Run quick-start evaluation in the container:

```bash
docker run --rm matu-uq make quick-eval
docker run --rm matu-uq make paper-eval
```

For local outputs:

```bash
docker run --rm -v "$(pwd)/outputs:/app/outputs" matu-uq matu --help
```

## PyPI Release

The package metadata is ready under the name `matu-uq`. The GitHub Actions
workflow in [`.github/workflows/publish.yml`](.github/workflows/publish.yml)
uses PyPI Trusted Publishing. Before the first release, configure PyPI with:

```text
project name: matu-uq
repository: tiejin98/MATU
workflow: publish.yml
environment: pypi
```

Then create a GitHub release.
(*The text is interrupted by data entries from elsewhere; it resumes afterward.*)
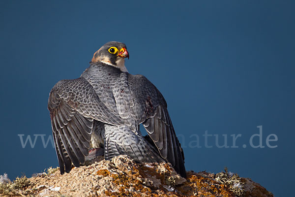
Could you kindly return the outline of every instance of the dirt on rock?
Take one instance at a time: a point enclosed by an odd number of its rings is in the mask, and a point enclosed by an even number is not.
[[[101,160],[101,161],[99,161]],[[170,164],[138,163],[121,155],[73,167],[58,168],[35,177],[0,183],[4,197],[273,197],[251,179],[236,174],[187,172],[186,179]]]

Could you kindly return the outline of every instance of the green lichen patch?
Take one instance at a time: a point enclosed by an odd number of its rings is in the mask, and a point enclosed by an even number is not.
[[[226,186],[227,188],[237,196],[243,196],[244,195],[244,183],[237,174],[229,173],[227,168],[225,169],[225,172],[219,172],[215,175],[215,180],[219,183]]]
[[[0,183],[0,194],[1,196],[11,194],[21,196],[19,192],[20,190],[24,191],[30,185],[30,182],[26,176],[21,178],[17,177],[11,183]]]
[[[52,167],[52,166],[50,166],[47,169],[44,170],[44,172],[45,172],[46,174],[50,175],[59,170],[59,167],[57,167],[54,168]]]

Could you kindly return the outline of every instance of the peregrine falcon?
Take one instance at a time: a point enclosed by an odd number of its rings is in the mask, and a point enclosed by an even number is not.
[[[126,155],[139,162],[169,162],[186,177],[184,157],[156,87],[128,72],[125,44],[109,42],[96,51],[80,78],[59,81],[48,99],[61,174],[84,164],[91,148],[104,158]],[[139,130],[142,124],[148,135]]]

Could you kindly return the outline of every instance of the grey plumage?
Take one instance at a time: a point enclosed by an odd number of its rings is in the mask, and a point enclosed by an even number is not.
[[[118,51],[111,53],[110,47]],[[185,177],[166,101],[145,76],[122,71],[127,57],[125,44],[109,42],[80,78],[61,80],[52,88],[48,109],[61,173],[69,172],[72,164],[83,164],[90,146],[103,146],[107,160],[125,154],[139,162],[168,162]],[[148,140],[139,131],[141,123]]]

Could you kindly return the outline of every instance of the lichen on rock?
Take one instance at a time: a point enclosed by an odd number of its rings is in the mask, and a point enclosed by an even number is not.
[[[60,174],[58,168],[50,167],[46,173],[40,173],[40,176],[17,179],[14,183],[2,183],[0,196],[273,196],[250,179],[238,176],[234,178],[227,173],[188,171],[185,179],[176,173],[170,164],[138,163],[125,155],[115,157],[111,161],[96,160],[89,164],[73,167],[70,173],[63,175]],[[19,186],[12,187],[11,184]],[[242,185],[242,194],[232,189]],[[5,187],[11,189],[5,190]]]

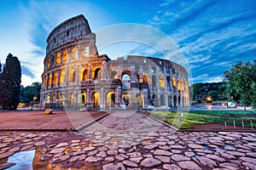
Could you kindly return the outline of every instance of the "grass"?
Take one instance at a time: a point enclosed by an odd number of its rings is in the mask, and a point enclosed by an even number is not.
[[[149,114],[177,128],[180,128],[182,124],[182,129],[192,128],[195,124],[216,123],[224,125],[224,122],[228,125],[233,125],[234,120],[236,126],[241,126],[241,121],[243,121],[244,126],[247,128],[251,127],[250,121],[252,121],[254,122],[253,124],[253,128],[256,128],[256,112],[251,110],[150,111]]]

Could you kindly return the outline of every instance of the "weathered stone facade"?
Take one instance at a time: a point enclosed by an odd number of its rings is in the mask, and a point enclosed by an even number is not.
[[[186,70],[166,60],[98,55],[83,15],[55,27],[47,39],[41,102],[45,107],[137,109],[189,105]],[[128,100],[128,102],[127,102]]]

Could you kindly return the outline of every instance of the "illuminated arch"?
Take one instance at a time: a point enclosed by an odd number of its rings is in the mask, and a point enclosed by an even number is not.
[[[115,104],[115,94],[114,92],[108,92],[107,94],[107,107],[113,107]]]
[[[57,64],[61,63],[61,53],[57,53],[57,55],[56,55],[56,63]]]
[[[73,82],[76,79],[76,71],[74,69],[72,69],[69,71],[68,73],[68,82]]]
[[[61,84],[63,84],[66,81],[66,71],[62,71],[61,72],[61,76],[60,76],[60,83]]]
[[[159,86],[160,88],[165,88],[165,76],[160,75],[159,77]]]
[[[73,48],[71,50],[71,59],[74,60],[74,59],[78,59],[79,57],[79,48]]]
[[[62,61],[67,61],[67,54],[68,54],[68,50],[65,49],[63,52]]]
[[[58,79],[59,79],[59,74],[57,72],[55,72],[54,74],[54,81],[53,81],[53,84],[54,85],[57,85],[58,84]]]
[[[176,88],[176,77],[172,76],[172,87]]]

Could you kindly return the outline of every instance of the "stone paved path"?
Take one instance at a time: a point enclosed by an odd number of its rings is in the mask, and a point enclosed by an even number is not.
[[[129,111],[81,133],[0,135],[0,169],[13,166],[8,156],[27,150],[36,150],[37,169],[256,169],[255,133],[174,132]]]

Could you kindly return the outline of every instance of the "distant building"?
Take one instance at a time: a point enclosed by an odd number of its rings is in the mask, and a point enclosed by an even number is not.
[[[45,107],[109,108],[189,105],[186,70],[166,60],[98,55],[84,15],[55,27],[47,38],[41,103]]]

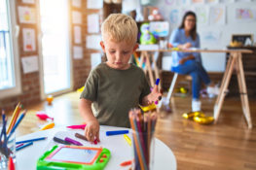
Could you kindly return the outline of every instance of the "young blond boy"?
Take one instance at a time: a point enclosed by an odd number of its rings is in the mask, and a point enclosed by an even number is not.
[[[89,141],[99,141],[99,124],[129,127],[128,111],[161,96],[157,85],[151,92],[142,69],[128,63],[138,48],[137,32],[135,21],[127,15],[110,15],[102,23],[100,46],[107,61],[91,71],[79,103]]]

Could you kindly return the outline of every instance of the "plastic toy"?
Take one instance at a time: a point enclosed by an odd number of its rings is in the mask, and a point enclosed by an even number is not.
[[[48,115],[45,114],[45,112],[42,112],[42,111],[37,112],[37,113],[36,113],[36,116],[37,116],[40,119],[43,119],[43,120],[46,120],[46,119],[48,119],[54,120],[54,118],[49,117]]]
[[[105,148],[55,146],[37,161],[37,170],[101,170],[110,158]]]
[[[140,26],[141,36],[139,42],[141,45],[153,45],[157,43],[157,39],[149,31],[149,23],[143,23]]]

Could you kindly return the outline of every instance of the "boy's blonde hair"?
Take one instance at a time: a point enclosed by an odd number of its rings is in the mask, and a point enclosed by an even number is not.
[[[129,16],[123,14],[110,15],[101,25],[101,34],[109,36],[111,41],[135,44],[137,41],[138,28],[135,20]]]

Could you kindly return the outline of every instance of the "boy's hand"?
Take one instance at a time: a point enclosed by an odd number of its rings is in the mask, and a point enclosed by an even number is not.
[[[93,142],[94,140],[97,140],[97,142],[99,142],[99,124],[96,119],[87,122],[85,136],[88,141]]]

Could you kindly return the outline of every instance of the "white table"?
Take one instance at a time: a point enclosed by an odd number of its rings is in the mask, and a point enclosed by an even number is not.
[[[128,167],[121,167],[120,163],[131,159],[131,147],[127,143],[123,135],[105,135],[105,131],[122,129],[127,128],[100,126],[100,143],[98,143],[97,145],[92,145],[90,142],[83,143],[85,146],[88,147],[104,147],[110,150],[111,158],[106,165],[105,170],[128,169]],[[128,130],[131,132],[131,129]],[[75,132],[83,133],[84,131],[70,130],[65,127],[59,127],[45,131],[39,131],[17,138],[17,141],[21,141],[38,137],[48,137],[47,140],[34,142],[33,146],[29,146],[17,152],[18,170],[35,170],[37,159],[53,145],[56,145],[56,143],[53,141],[54,136],[61,137],[61,134],[73,134]],[[128,134],[129,137],[131,137],[130,132]],[[177,169],[176,158],[171,150],[157,138],[155,138],[154,169]]]

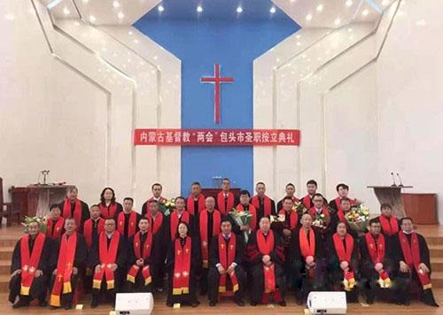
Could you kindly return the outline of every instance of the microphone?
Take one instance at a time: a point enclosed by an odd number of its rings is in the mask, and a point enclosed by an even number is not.
[[[397,184],[395,183],[395,177],[393,177],[393,172],[391,172],[391,176],[392,177],[392,185],[391,187],[397,187]]]
[[[399,187],[403,187],[403,183],[401,182],[401,177],[400,177],[400,174],[398,173],[397,173],[397,177],[400,180],[400,185],[399,185]]]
After the first successful PyPI upload, add the
PyPI badge:

```markdown
[![PyPI](https://img.shields.io/pypi/v/matu-uq.svg)](https://pypi.org/project/matu-uq/)
```

## Project Structure

```text
MATU/
|-- matu/                  # Main package and CLI
|-- baselines/             # EigV baseline
|-- configs/               # YAML configuration
|-- data/                  # Log and artifact format docs
|-- docs/                  # Architecture notes
|-- examples/              # Optional log collectors
|-- quick_start/           # Reproducible sample artifacts and scripts
|-- tests/                 # Lightweight unit tests
|-- requirements.txt
|-- pyproject.toml
|-- Makefile
|-- Dockerfile
`-- .env.example
```

## Citation

If you find this work useful, please cite:

```bibtex
@inproceedings{chen2026every,
  title = {Every Response Counts: Quantifying Uncertainty of LLM-based Multi-Agent Systems through Tensor Decomposition},
  author = {Chen, Tiejin and Yao, Huaiyuan and Chen, Jia and Papalexakis, Evangelos E. and Wei, Hua},
  booktitle = {Proceedings of the 64th Annual Meeting of the Association for Computational Linguistics},
  year = {2026}
}
```

## License

MIT License. See [`LICENSE`](LICENSE) for details.